3. Unenforceable Terms: There are several reasons why a term or even the entire ToU may not be enforceable. ToUs are contracts and are governed by the same principles.
1. Enforceability: Duh! An unenforceable agreement or term has no value.
2. Readable & Understandable: Simply, a person agrees to the terms as they understand them. If terms are convoluted, vague, or rely on uncommon meanings, the user may agree to a different understanding of the terms. This results in battling over the meaning which can be expensive. (Yes, it could end up in court.) Keep it simple. Define what needs to be defined. A term can have multiple sentences, it’s ok. There is no minimum requirement for the number of commas and less is better.
3. Completeness (comprehensive): Do not assume anything is implied, customary, or generally understood. The user will be bound by what is referred to as the “four corners” of the agreement. For example, if you want your privacy policy to be part of your ToU then state that the privacy policy is part of the agreement. Whatever it is, make sure you include or incorporate it.

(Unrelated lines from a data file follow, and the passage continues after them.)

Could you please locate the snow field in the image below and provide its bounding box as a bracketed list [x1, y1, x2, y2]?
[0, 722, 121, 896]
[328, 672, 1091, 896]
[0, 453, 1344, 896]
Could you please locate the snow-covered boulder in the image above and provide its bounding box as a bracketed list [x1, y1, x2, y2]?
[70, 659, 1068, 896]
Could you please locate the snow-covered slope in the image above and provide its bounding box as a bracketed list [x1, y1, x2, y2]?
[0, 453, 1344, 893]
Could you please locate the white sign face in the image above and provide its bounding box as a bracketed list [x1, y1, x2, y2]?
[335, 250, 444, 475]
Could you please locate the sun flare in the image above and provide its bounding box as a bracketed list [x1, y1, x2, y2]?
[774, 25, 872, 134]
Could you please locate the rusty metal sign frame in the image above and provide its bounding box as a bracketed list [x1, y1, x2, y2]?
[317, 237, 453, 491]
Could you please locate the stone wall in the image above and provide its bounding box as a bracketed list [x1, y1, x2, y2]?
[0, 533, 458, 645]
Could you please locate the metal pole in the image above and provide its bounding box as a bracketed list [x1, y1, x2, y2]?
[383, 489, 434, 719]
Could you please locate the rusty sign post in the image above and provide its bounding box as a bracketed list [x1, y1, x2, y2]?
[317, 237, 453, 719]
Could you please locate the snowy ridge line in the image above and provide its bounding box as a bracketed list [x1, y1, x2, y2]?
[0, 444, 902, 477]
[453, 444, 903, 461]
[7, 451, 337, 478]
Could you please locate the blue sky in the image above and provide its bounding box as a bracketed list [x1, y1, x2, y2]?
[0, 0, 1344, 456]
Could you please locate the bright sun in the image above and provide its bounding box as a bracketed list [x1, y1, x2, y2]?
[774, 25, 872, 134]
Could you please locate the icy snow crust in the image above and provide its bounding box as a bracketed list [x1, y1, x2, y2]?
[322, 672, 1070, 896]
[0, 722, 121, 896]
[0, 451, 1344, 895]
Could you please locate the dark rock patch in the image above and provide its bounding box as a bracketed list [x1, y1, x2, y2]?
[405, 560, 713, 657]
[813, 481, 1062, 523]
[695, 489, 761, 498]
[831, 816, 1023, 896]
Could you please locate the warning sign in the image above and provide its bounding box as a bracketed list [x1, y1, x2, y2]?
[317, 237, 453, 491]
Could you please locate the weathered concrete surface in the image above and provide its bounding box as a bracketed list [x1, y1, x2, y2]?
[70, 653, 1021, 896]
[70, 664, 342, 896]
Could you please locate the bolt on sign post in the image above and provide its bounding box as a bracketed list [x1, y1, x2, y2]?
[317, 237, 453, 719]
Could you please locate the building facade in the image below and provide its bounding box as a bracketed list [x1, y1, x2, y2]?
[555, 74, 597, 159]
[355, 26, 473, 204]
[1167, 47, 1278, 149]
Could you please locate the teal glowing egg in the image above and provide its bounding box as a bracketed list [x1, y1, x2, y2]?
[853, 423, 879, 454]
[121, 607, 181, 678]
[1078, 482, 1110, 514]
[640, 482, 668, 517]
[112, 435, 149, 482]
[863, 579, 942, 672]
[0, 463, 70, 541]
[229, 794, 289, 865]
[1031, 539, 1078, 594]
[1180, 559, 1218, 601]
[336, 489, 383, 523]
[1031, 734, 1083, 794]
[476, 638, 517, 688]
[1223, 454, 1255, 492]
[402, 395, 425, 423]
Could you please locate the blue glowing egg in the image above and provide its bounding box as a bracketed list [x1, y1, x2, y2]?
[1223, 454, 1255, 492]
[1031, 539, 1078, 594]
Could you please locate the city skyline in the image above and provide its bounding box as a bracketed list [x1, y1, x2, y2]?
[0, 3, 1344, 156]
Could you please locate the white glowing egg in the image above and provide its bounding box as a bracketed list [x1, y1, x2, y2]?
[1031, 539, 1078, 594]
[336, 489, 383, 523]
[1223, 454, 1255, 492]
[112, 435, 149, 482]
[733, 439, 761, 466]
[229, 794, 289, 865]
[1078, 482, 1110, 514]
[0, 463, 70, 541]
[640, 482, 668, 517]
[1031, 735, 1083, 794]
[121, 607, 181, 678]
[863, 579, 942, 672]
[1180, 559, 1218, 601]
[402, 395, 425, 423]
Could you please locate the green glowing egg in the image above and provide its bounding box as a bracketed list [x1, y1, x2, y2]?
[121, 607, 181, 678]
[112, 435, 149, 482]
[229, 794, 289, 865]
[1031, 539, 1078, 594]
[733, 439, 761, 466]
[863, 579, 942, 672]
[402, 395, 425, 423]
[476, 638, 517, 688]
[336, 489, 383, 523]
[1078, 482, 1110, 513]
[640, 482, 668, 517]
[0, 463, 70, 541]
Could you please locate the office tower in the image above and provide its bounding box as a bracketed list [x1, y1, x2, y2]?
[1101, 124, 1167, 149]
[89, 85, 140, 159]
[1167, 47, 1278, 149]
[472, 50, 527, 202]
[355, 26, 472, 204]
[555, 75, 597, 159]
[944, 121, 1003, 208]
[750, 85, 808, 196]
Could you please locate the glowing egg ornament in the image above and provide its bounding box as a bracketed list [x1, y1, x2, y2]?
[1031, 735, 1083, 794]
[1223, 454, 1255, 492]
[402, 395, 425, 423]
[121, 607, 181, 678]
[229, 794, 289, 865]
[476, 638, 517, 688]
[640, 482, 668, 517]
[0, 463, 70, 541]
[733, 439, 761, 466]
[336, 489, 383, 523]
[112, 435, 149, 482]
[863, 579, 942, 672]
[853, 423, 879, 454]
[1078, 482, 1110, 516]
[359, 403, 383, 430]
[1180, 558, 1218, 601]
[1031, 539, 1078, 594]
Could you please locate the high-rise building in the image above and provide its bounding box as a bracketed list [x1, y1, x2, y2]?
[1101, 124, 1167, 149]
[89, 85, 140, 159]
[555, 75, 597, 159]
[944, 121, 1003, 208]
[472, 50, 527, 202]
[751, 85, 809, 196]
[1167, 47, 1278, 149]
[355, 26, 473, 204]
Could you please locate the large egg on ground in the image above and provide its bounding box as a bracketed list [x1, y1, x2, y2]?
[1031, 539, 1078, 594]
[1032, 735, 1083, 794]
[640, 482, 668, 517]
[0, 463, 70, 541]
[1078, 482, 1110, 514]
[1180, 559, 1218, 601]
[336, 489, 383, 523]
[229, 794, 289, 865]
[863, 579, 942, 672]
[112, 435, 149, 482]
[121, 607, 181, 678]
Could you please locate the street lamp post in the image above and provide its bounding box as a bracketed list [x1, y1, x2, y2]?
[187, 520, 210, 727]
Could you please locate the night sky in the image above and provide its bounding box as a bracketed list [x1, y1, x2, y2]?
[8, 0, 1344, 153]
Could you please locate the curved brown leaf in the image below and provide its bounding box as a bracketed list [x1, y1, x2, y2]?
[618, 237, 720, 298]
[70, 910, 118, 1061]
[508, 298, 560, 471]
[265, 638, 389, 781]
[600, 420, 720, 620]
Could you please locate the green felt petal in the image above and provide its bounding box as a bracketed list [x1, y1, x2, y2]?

4. “Fair”: ToUs are often biased against users. Afterall, they are written to protect the business engaging with the user. This is, generally, acceptable. But if the unfairness is too much, the agreement (or offending term) becomes unenforceable as written. Then it is up to the court to decide if the term (or agreement) is unenforceable or needs to be rewritten. Excessive unfairness may also damage the reputation of your business. Users may not always complain to the courts, but they will almost always complain to other people.
Writing a ToU deserves more attention than it gets. It, along with the other policies published on your website, create a legally binding agreement between the website and the user.